花瑶怔了半天也没有回过神来。她定定的看着眼前几步远的楚珣,又觉得从未看清过他。
自愿囚禁于宗仁府大牢!他是在为谁赎罪?
这就是楚珣说的了断?不,他这分明是在自虐,他心里有道过不去的坎。
花瑶狠狠的咬了咬唇,再不顾及上面的皇上和周围的大臣,也没再看楚珣一眼,转身大步离去。
楚珣你做任何的决定都和我没有关系了,你愿意坐牢或是远走高飞,都是自由的。
楚珣回头看去,只见花瑶的脊背挺直,脚步决然。可那离去的每一步,都像是踏在他的心上。
他不得不这样做才能替父王有个交代。否则皇上就此事大做文章,追究下去对沐州绝对是百害而无一利。
楚珣身为沐阳王的嫡亲儿子,他不能眼睁睁的看着战火燃起,不能让一个疯癫的女人断送了沐州数十年来的和平。
心不痛吗?痛得他已经不能呼吸了。可从他被送来皇都的那一天起,肩负起的使命就是保住沐州。
皇上本来还想问问花瑶的意思。但看着花瑶走了,才想起楚珣早就接了休书,已然不再是驸马了。
于是皇上便顺水推舟:“既然楚世子有如此决心,那就按照你的意思去办吧。”
最后的结果便是:阮贵妃赐死,楚珣终身下狱。
花瑶回府之后,觉得这公主府异常的冷清。
谷雨已经带着冬至走了,不知道何时才能再见。
四个大丫鬟如今只剩下两个,这两人还整日战战兢兢的,生怕说错话或是做错事。
方乾也走了,去阜宁城做他的小司马。应该会风生水起吧,他本就是将门出身。
唐辅业与花瑶本来交情也不深,他始终是楚珣那头的。
天气一天天热起来,花瑶的公主府却愈发的缺少人气了。
花瑶闲着也是闲着只得找事情做,又开始张罗起皇太后的寿宴,尤其是想着该准备什么礼物,又要安排什么节目。
好在下月初九就是皇太后寿诞,花瑶干脆跑去了水镜庵,准备亲自把皇太后接回来。
上次来这里,花瑶是为了俸禄,顺便静心养神,倒是过了许多天的安闲日子。
如今花瑶再来,那份暮鼓晨钟、早晚礼佛的清幽再次打动了她的心。
花瑶见皇太后不急着回去,就还是住进她上次住的小禅房,每天早起陪皇太后诵经,白天就关在屋里抄经书。

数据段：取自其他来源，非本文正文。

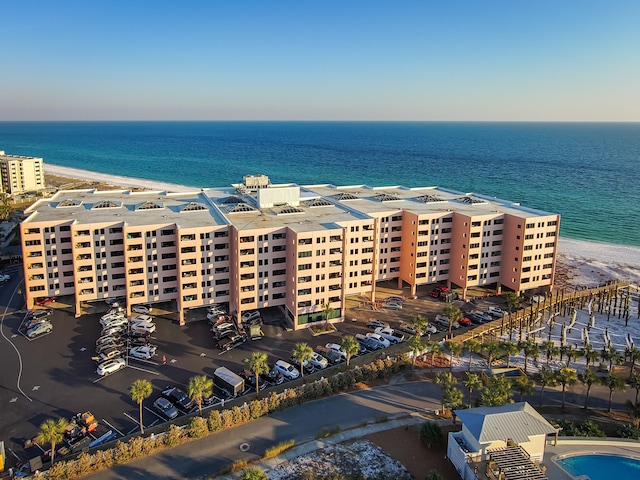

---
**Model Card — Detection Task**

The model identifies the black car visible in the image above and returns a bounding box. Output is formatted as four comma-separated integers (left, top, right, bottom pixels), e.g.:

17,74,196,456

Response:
260,369,284,385
162,387,195,413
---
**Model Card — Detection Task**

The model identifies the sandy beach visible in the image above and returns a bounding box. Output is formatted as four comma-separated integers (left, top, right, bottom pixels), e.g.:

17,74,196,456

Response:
44,164,640,288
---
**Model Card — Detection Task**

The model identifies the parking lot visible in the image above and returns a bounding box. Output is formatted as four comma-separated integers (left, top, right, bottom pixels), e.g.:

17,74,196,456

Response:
0,278,500,465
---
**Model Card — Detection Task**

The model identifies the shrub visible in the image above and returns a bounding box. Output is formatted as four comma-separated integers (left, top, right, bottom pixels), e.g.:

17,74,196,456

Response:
189,417,209,438
164,424,184,447
240,467,267,480
207,410,222,432
618,423,640,440
263,440,296,459
420,422,442,448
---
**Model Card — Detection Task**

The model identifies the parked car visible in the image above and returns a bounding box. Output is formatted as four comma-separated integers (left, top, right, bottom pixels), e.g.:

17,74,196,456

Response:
471,310,493,322
96,358,127,376
161,387,195,413
100,325,126,337
96,339,124,355
131,323,156,334
92,347,122,363
131,305,151,315
325,343,347,360
458,317,471,327
100,317,129,328
36,297,58,307
316,345,344,365
27,322,53,338
218,333,247,353
367,318,389,328
309,352,329,370
384,303,402,310
242,310,260,323
273,360,300,380
356,333,382,352
374,327,404,343
153,397,179,420
129,345,157,360
434,315,460,329
367,333,391,348
260,368,284,385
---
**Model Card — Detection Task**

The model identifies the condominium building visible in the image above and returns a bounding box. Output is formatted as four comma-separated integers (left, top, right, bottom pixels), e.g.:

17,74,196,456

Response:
21,176,560,328
0,150,45,195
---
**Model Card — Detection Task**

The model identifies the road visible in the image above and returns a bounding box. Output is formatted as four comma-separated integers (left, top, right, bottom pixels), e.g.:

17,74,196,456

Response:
88,382,440,480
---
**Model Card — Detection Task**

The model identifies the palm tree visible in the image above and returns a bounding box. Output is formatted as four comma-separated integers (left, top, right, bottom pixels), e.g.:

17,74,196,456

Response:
129,380,153,435
38,418,68,465
625,400,640,428
580,343,600,368
540,340,559,367
501,340,520,368
482,342,500,368
407,335,425,368
411,315,429,337
322,303,333,325
627,373,640,403
578,368,598,410
556,367,578,410
291,342,313,377
502,292,520,313
535,366,556,407
187,375,213,415
463,338,481,372
340,335,360,367
600,372,626,413
427,340,442,372
462,372,482,407
442,305,462,337
518,340,540,374
242,352,269,393
444,340,462,372
513,375,535,402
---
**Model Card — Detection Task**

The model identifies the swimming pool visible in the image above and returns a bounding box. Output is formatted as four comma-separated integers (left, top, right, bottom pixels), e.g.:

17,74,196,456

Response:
556,454,640,480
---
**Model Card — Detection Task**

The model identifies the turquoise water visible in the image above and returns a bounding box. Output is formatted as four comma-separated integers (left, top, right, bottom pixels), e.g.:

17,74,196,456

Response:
0,122,640,246
557,455,640,480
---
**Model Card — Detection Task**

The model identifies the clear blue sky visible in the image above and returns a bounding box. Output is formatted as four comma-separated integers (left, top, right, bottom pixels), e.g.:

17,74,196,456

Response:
0,0,640,121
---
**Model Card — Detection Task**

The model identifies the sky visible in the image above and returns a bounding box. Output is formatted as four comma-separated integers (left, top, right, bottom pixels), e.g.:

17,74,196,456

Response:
0,0,640,122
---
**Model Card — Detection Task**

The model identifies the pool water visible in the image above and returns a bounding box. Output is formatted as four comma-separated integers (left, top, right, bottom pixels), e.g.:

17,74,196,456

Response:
557,455,640,480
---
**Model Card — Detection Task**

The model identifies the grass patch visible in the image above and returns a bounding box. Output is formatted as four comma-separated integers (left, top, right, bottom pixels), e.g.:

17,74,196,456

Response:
316,427,341,440
263,440,296,459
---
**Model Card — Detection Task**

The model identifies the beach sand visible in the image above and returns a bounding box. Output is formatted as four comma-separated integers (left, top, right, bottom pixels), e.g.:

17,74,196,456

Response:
44,164,640,289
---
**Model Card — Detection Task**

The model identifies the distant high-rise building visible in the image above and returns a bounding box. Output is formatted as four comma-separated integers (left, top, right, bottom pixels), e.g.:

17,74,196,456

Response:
21,177,560,328
0,150,45,195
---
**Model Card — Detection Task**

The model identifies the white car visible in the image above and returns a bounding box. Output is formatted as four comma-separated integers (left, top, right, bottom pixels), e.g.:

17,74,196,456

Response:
324,343,347,360
309,352,329,370
273,360,300,380
131,305,151,315
129,345,157,360
96,358,127,376
367,333,391,348
100,317,129,328
131,322,156,333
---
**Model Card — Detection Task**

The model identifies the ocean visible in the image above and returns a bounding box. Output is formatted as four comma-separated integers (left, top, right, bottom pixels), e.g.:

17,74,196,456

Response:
0,122,640,246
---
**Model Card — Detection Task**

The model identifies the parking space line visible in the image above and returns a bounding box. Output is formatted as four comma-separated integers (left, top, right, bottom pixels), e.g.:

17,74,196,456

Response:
127,365,160,375
102,418,124,437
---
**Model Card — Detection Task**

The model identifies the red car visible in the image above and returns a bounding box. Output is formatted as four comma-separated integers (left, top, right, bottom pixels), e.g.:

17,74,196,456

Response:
458,317,471,327
36,297,58,307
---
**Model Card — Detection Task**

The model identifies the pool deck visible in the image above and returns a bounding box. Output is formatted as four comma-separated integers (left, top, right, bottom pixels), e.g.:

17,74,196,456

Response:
542,437,640,480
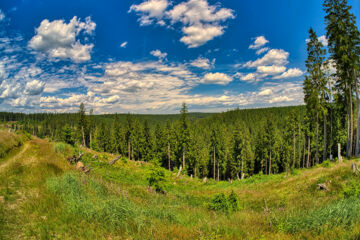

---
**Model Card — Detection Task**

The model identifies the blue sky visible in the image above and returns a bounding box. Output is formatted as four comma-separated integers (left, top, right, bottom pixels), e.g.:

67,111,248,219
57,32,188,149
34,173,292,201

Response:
0,0,360,113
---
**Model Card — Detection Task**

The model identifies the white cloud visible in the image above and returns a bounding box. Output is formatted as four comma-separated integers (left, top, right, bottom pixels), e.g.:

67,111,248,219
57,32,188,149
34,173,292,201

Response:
24,80,45,95
29,16,96,62
274,68,304,79
129,0,235,48
201,72,233,85
120,42,127,48
305,35,329,47
150,49,167,60
269,96,293,103
256,65,286,75
318,35,329,47
258,89,272,96
190,57,215,69
244,49,289,68
128,0,169,26
256,47,269,55
249,36,269,49
0,9,5,22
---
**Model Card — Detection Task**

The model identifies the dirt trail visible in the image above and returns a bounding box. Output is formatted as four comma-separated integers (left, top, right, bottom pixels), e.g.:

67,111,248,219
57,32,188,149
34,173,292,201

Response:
0,142,30,172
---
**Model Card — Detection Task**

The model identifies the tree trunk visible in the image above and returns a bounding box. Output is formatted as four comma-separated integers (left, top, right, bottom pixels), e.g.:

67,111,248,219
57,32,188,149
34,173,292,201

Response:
217,158,220,181
293,131,296,167
128,141,131,160
302,135,306,168
241,159,244,179
315,111,319,164
168,142,171,171
183,147,185,169
347,80,353,158
81,126,86,147
269,149,271,175
355,71,360,157
306,136,310,168
323,114,327,161
213,146,216,180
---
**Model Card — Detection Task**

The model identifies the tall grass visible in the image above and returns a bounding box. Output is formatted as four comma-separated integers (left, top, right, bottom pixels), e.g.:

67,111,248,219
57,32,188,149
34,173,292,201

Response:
277,198,360,233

皇太后毕竟还是疼惜这个孙女,也得知了外面的消息,越看越觉得花瑶平静之下有诸多的哀伤心结。就把她叫到了跟前,问:“瑶儿啊,这次回去,皇祖母再帮你选一个驸马好不好啊?”
花瑶一笑,平和温婉的说:“皇祖母不要想着把瑶儿推出去,瑶儿以后就在这陪您好不好?”
“那可不好。”皇太后摇摇头说:“你已经是东宫之位,就算现在不理朝政,迟早也要为我花氏皇族开枝散叶。总不能一个驸马不顺心,就再也不招了吧。”
“那先给皇祖母拜寿。其他的再慢慢的说。”花瑶知道这件事终究绕不过去,现在也只能拖着。
花瑶不是非楚珣不可,谁没谁不能活呢。但她一定要找一个让自己心里舒服的人啊!